Damage is a truly great film. It follows a very familiar plot to anyone who’s seen other action movies from the 2000s-ish that isn’t designed to do much more than showcase an action star in street fights.
However, while many a DTV have used this to different levels of results (Michael Jai White in Blood and Bone – also from 2009 – stands out), Damage simply blows the rest of the lot out of the water.
It Freakin’ Has Walton Goggins!
So, Damage really works for several reasons. It’s a great script by Frank Hannah, solid direction and world-creation by director Jeff F. King, and simply said – just a perfectly put together film by producers Jack Heller, Jack Nassar, Joe Nasser and Dallas Sonnier – that last name being the founder of Cinestate and the highly UAMC-approved Rebeller brands.
But overall, the greatest decisions regarding Damage come from the casting of Walton Goggins (as Reno Paulsaint) and Laura Vandervoot (as Frankie) as the other two main leads to couple up with Stone Cold’s character John Brickner.
Just as Reno and Frankie take John in and help him with his underground fighting career, Goggins and Vandervoot take all the thematic weight off of Stone Cold and provide all the emotional thrust that the movie needs. Allowing Stone Cold to be, well, just a stone cold badass as he learns the ropes, so to speak.

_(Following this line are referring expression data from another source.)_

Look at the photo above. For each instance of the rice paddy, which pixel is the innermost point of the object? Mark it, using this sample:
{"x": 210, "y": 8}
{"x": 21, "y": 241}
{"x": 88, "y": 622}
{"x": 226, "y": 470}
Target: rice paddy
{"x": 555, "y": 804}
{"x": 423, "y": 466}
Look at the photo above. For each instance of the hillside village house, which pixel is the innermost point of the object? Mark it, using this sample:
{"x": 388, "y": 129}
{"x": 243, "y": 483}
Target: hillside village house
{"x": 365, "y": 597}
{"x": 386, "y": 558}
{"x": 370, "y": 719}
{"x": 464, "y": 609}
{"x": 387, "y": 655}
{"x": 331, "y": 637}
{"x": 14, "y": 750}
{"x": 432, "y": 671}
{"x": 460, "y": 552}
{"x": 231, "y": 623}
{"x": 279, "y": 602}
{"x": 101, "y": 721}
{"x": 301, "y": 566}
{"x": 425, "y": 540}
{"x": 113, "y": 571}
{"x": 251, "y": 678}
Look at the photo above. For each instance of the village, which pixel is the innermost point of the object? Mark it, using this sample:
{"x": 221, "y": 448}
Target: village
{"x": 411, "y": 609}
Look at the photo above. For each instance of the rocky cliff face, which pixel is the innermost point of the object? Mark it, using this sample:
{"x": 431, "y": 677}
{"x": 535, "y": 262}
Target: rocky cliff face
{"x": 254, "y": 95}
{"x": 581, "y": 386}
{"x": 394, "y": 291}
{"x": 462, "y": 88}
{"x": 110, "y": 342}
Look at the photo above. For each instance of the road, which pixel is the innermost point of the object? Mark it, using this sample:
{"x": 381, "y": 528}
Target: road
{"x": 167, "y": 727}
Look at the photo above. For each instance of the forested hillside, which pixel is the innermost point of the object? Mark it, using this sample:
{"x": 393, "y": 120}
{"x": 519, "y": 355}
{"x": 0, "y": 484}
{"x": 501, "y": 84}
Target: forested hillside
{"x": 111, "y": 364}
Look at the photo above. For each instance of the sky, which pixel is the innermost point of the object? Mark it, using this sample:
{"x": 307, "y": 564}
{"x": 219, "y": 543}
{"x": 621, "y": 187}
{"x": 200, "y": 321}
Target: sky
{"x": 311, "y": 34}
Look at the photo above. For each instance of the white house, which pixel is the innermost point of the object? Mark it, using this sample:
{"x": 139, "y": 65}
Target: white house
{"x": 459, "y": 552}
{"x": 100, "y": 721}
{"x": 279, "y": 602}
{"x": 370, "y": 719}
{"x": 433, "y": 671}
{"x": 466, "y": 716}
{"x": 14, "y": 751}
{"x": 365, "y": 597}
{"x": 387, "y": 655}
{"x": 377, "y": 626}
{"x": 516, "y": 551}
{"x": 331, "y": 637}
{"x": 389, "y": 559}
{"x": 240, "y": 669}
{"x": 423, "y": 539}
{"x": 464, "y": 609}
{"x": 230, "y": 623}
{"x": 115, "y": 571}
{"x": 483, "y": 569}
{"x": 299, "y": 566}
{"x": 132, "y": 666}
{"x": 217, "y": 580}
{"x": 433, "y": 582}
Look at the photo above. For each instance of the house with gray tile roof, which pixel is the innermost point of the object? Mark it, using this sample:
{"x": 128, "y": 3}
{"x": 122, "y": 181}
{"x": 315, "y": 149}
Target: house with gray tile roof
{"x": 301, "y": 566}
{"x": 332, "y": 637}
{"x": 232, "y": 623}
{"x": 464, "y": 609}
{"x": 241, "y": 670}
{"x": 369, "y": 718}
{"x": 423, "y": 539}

And, bottom line, Stone Cold delivers some kick ass action. They filmmakers also chose to predomintly rely on real fighters for the underground fight scenes, and the results truly look brutal. For someone coming in still very much in the prime of his WWF/WWE wrestling career, Stone Cold lays the smackdown.
The Best Wrestling Pic Ever?
As I was watching Damage for the first time, I kept thinking about this one scene from the Coen Brothers’ Barton Fink. In it John Turturro’s Barton Fink is a 1940s playwright turned screenwriter whose tasked with writing a simple “wrestling picture” because Barton knows the “poetry of the streets”.

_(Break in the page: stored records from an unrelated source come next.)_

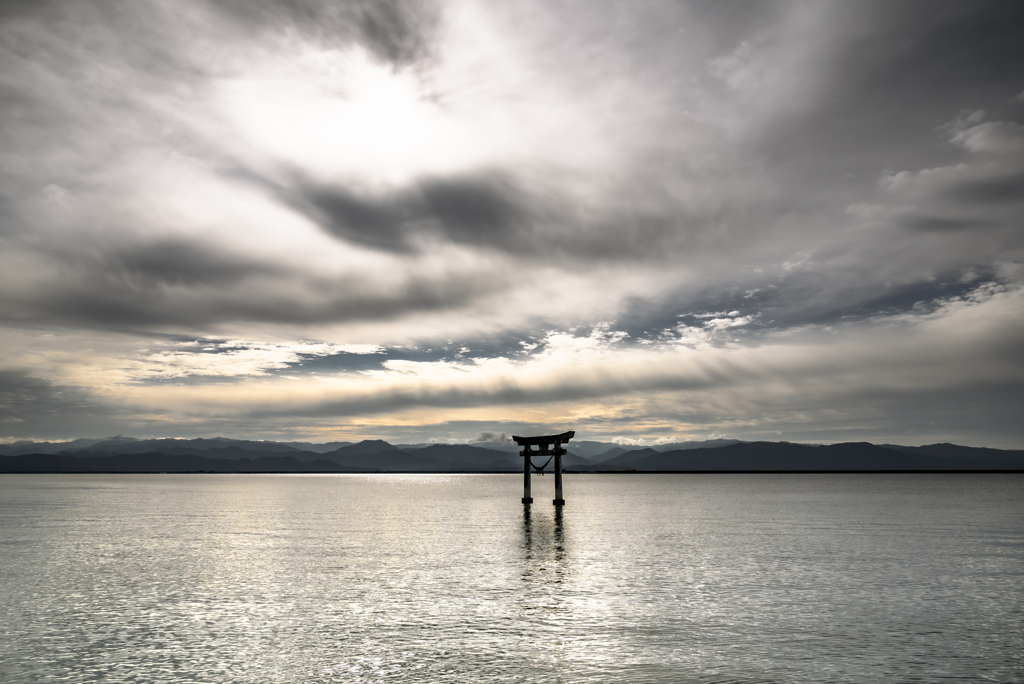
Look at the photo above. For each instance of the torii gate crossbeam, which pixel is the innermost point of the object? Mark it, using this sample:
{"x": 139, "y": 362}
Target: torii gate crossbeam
{"x": 547, "y": 445}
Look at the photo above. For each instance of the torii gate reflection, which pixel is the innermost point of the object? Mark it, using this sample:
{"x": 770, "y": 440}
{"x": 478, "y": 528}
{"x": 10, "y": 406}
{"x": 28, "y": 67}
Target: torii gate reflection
{"x": 547, "y": 445}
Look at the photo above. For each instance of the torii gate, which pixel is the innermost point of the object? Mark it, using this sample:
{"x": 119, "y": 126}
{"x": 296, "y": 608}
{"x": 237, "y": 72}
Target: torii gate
{"x": 548, "y": 445}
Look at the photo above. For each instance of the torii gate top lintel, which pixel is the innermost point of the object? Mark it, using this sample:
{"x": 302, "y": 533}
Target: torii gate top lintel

I feel like Damage is the movie that Barton (spoilers, I guess) is never able to write in the film. It’s simple yes, but seemingly by design. It’s straightforward at first. But does a really good job of bringing out much more story and drama that any video tagged “DTV” online deserve to have in its belly.
And overall – and more so than The Condemned – Damage is truly the movie that signals Stone Cold’s arrival as a bonafide ultimate action movie star who deserves to have his old features re-watched and re-examined the same way we do with Arnold, Chuck, Seagal and Van Damme.